La FCA reprime il trading di criptovalute nel Regno Unito per proteggere gli investitori

- La FCA ha vietato agli investitori amatoriali di acquistare e vendere futures e opzioni sulle criptovalute
- Il divieto entra in vigore il 6 gennaio 2021
La FCA reprime il trading di criptovalute
Il mercato britannico delle criptovalute è stato scosso dalle fondamenta in seguito a un annuncio della FCA (Financial Conduct Authority). Per tutelare gli investitori non professionisti, l'Autorità ha deciso di vietare la vendita di Bitcoin ai consumatori al dettaglio. Questa decisione giunge a seguito di uno studio dell'Università di Cambridge, il quale ha rilevato che la maggior parte degli investitori in criptovalute con sede nel Regno Unito opera senza licenza. La FCA afferma che lo scopo del divieto – che entrerà in vigore il 6 gennaio 2021 – è quello di proteggere gli investitori non professionisti da "perdite improvvise e inaspettate".
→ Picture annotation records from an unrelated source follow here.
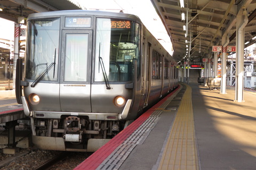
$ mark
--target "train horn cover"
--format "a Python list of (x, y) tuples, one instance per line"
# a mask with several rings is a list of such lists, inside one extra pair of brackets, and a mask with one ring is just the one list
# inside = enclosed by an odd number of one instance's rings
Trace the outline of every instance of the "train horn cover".
[(125, 105), (125, 99), (122, 96), (116, 96), (114, 101), (115, 105), (118, 107), (123, 107)]

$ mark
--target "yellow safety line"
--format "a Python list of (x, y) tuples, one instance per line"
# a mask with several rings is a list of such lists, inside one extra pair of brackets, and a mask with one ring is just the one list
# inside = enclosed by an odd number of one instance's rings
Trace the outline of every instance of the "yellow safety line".
[(13, 105), (18, 105), (18, 103), (10, 103), (10, 104), (9, 104), (0, 105), (0, 107), (3, 107), (9, 106), (13, 106)]
[(180, 103), (158, 169), (199, 169), (191, 87)]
La FCA spera che il divieto protegga gli investitori inesperti, la cui inesperienza li rende vulnerabili all'incertezza del mercato. Ciò li espone maggiormente a reati finanziari o alla perdita di profitti a causa dell'intrinseca volatilità dei mercati delle criptovalute. È significativo che il divieto arrivi poche settimane dopo la decisione del Dipartimento di Giustizia di perseguire i proprietari di BitMEX per riciclaggio di denaro. Questo indica un cambiamento più ampio da parte dei governi di tutto il mondo verso la regolamentazione delle piattaforme di criptovalute per combattere le frodi.
L'impatto del divieto
Il divieto non si applica alle entità professionali libere di continuare a negoziare futures e derivati. Tuttavia, il divieto della FCA ha un impatto sproporzionato su un numero sproporzionato di investitori in criptovalute con sede nel Regno Unito. Del 4% della popolazione britannica che detiene asset in criptovalute, circa il 75% è costituito da consumatori al dettaglio. Ciò significa che è probabile che il mercato delle criptovalute nel Regno Unito ne risenta per un bel po' di tempo. È anche probabile che il divieto possa avere l'effetto opposto a quello desiderato. I consumatori al dettaglio sono ora più propensi a investire nei mercati delle criptovalute al di fuori del Regno Unito per aggirare il divieto.
Un simile movimento ostacolerà la crescita del mercato delle criptovalute del Regno Unito e metterà a rischio gli investitori amatoriali. La FCA non ha alcun potere sugli exchange di criptovalute con sede all'estero e di conseguenza non sarà in grado di proteggere i consumatori al dettaglio.